Tatra 815 ist die Bezeichnung für eine umfangreiche und vielseitige Fahrzeugfamilie des tschechischen Herstellers Tatra. Sie umfasst Lastkraftwagen und Zugmaschinen sowie Fahrgestelle für spezielle Aufbauten.

Geschichte[Bearbeiten]

Gemäß einem RGW-Beschluss aus dem Jahr 1971 sollten die Tatra-Werke zukünftig den gesamten Bedarf der RGW-Länder an geländetauglichen Fahrzeugen bis 20 t Nutzmasse abdecken. Um die geplanten Stückzahlen zu erreichen, wurden die Produktionskapazitäten zwischen 1972 und 1982 durch den Bau neuer Werke beträchtlich erweitert. Ebenfalls Anfang der 70er Jahre wurde mit der Entwicklung des neuen Typs Tatra 815 begonnen. Ziel war es, die Produktion zu rationalisieren durch die Schaffung eines Grundtyps anstelle der bisherigen zwei Baureihen. Die ersten Prototypen Tatra 815 wurden 1976 und 1977 hergestellt. 1981 begann die Produktion einer erweiterten Nullserie, sie umfasste 4 bis 5 Fahrzeuge pro Monat. Die Serienproduktion begann dann 1982, zu dieser Zeit wurde auch die Produktion der bisher gefertigten Typen Tatra 148 und Tatra 813 eingestellt. Die Baureihe 815 erfuhr im Laufe der Zeit zahlreiche Weiterentwicklungen und ist als Tatra 815-2 auch noch heute (Januar 2009) im Produktionsprogramm dieses Herstellers enthalten. Es wurden auch Sonderausführungen wie die Version „Arktik“ für den Export nach Sibirien oder auch Fahrzeuge für den Tropeneinsatz gebaut. Im Jahre 1997 diente der Tatra 815-2 als Basis für die Entwicklung der neuen Fahrzeugfamilie TERRNo 1.

Technik[Bearbeiten]

Die Fahrzeuge der Baureihe Tatra 815 werden im Baukastenprinzip aus vereinheitlichten Komponenten gefertigt. Es handelt sich um Fahrzeuge mit 2, 3 oder 4 Achsen. Auch Fahrgestelle mit 5 oder mehr Achsen, zum Beispiel für Autokrane, wurden gebaut. Es lassen sich folgende Grundformen unterscheiden: LKW für Straßen- und Geländeeinsatz, militärische und andere Spezialfahrzeuge sowie Fahrgestelle für Spezialaufbauten anderer Hersteller. Allen gemeinsam ist das tatra-typische Grundkonzept mit luftgekühlten Motoren, Zentralrohrrahmen und Pendelachsen.

Motoren[Bearbeiten]

Zusammen mit dem Tatra 815 wurde die neue Motorenbaureihe T3 eingeführt. Es handelt sich um luftgekühlte OHV-Direkteinspritzer mit Bohrung 120 mm und Hub 140 mm. Die Motorenbaureihe wurde anfangs in folgenden Ausführungen gebaut [3]:

T3-928 V8-Saugmotor 12.667 cm³ 170 kW / 2.200 min. 840 Nm / 1.400/min.
T3-929 V10-Saugmotor 15.825 cm³ 208 kW / 2.200/min. 1.010 Nm / 1.400/min.
T3-930-30 V12-Saugmotor 19.001 cm³ 235 kW / 2.200/min. 1.130 Nm / 1.400/min.
T3-930-53 V12 mit Turbolader 19.001 cm³ 265 kW / 2.200/min. 1.295 Nm / 1.400/min.

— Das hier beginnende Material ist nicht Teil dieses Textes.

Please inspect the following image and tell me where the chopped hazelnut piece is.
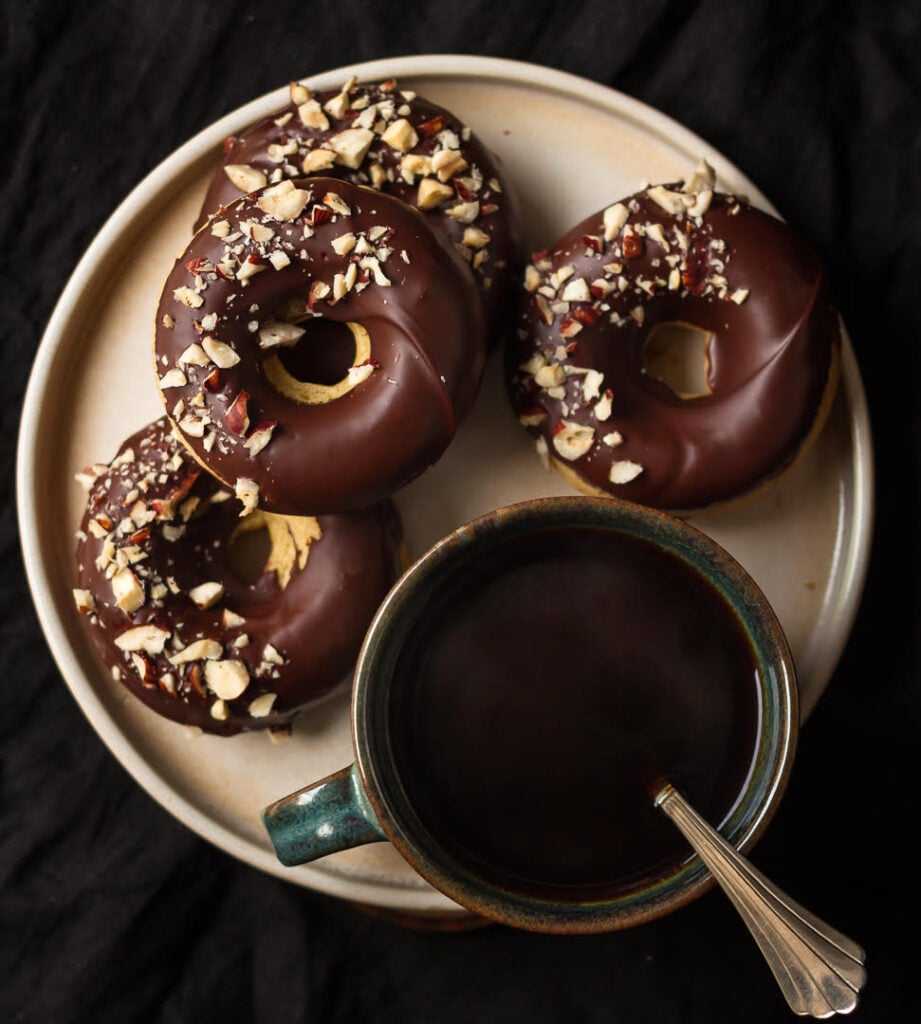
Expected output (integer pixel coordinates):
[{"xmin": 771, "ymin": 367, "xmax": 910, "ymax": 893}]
[
  {"xmin": 202, "ymin": 338, "xmax": 240, "ymax": 370},
  {"xmin": 249, "ymin": 693, "xmax": 278, "ymax": 718},
  {"xmin": 381, "ymin": 118, "xmax": 419, "ymax": 153},
  {"xmin": 553, "ymin": 420, "xmax": 595, "ymax": 462},
  {"xmin": 609, "ymin": 459, "xmax": 642, "ymax": 483},
  {"xmin": 300, "ymin": 150, "xmax": 336, "ymax": 174},
  {"xmin": 601, "ymin": 203, "xmax": 630, "ymax": 242},
  {"xmin": 205, "ymin": 659, "xmax": 249, "ymax": 700},
  {"xmin": 416, "ymin": 178, "xmax": 454, "ymax": 210},
  {"xmin": 189, "ymin": 581, "xmax": 224, "ymax": 608},
  {"xmin": 297, "ymin": 99, "xmax": 330, "ymax": 131},
  {"xmin": 257, "ymin": 179, "xmax": 310, "ymax": 223}
]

Mit der Einführung des Tatra 815-2 wurden die 10- und 12-Zylinder-Motoren aus dem Programm genommen und stattdessen ausschließlich aufgeladene V8-Triebwerke verwendet. Sie erfüllen die Normen der Schadstoffklasse EURO II. (Die Motoren der Schadstoffklassen bis derzeit EURO V sind der Fahrzeugfamilie TERRNo 1 vorbehalten). Für bestimmte Exportmärkte wurden auch Motoren von DEUTZ oder CUMMINS verbaut. Im Januar 2009 werden für den Tatra 815-2 folgende EURO-II-Motoren angeboten [4]:

T3B-928-50 V8 mit Turbolader 12.667 cm³ 230 kW / 1.800/min. 1.400 Nm / 1.200/min.
T3B-928-60 V8 mit Turbolader 12.667 cm³ 255 kW / 1.800/min. 1.570 Nm / 1.200/min.
T3B-928-70 V8 mit Turbolader 12.667 cm³ 300 kW / 1.800/min. 1.830 Nm / 1.200/min.

Die luftgekühlten Versionen erfreuen sich in den nördlichen Regionen Russlands besonderer Beliebtheit, da bei arktischen Temperaturen das Risiko einfrierenden Kühlmittels wegfällt.

Kraftübertragung[Bearbeiten]

Die Kupplung ist als Einscheiben-Trockenkupplung ausgeführt. Anfangs wurden für die meisten Modelle unsynchronisierte Schaltgetriebe verwendet, nur Typen für überwiegenden Straßeneinsatz bekamen synchronisierte Getriebe. Heute sind die Getriebe generell synchronisiert. Generell wird ein Fünfgang-Getriebe mit Vorschaltgruppe verwendet. Zugmaschinen für schwere Anhänger und Spezialfahrzeuge sind zusätzlich mit einem zweistufigen Zwischengetriebe versehen, so dass für diese Fahrzeuge 20 Vorwärtsgänge zur Verfügung stehen. Die Fahrzeuge der Baureihe 815 sind überwiegend mit Allradantrieb ausgerüstet, zum Teil mit abschaltbarer Vorderachse. Für den überwiegenden Straßeneinsatz wurden auch Ausführungen hergestellt, bei denen nicht alle Achsen angetrieben waren. Im aktuellen Produktionsprogramm ist der Tatra 815-2 ausschließlich in 4×4, 6×6 oder 8×8-Konfiguration aufgeführt. Hinterachsdifferenzial und Zwischenachsdifferenzial können sperrbar sein.

Fahrgestell[Bearbeiten]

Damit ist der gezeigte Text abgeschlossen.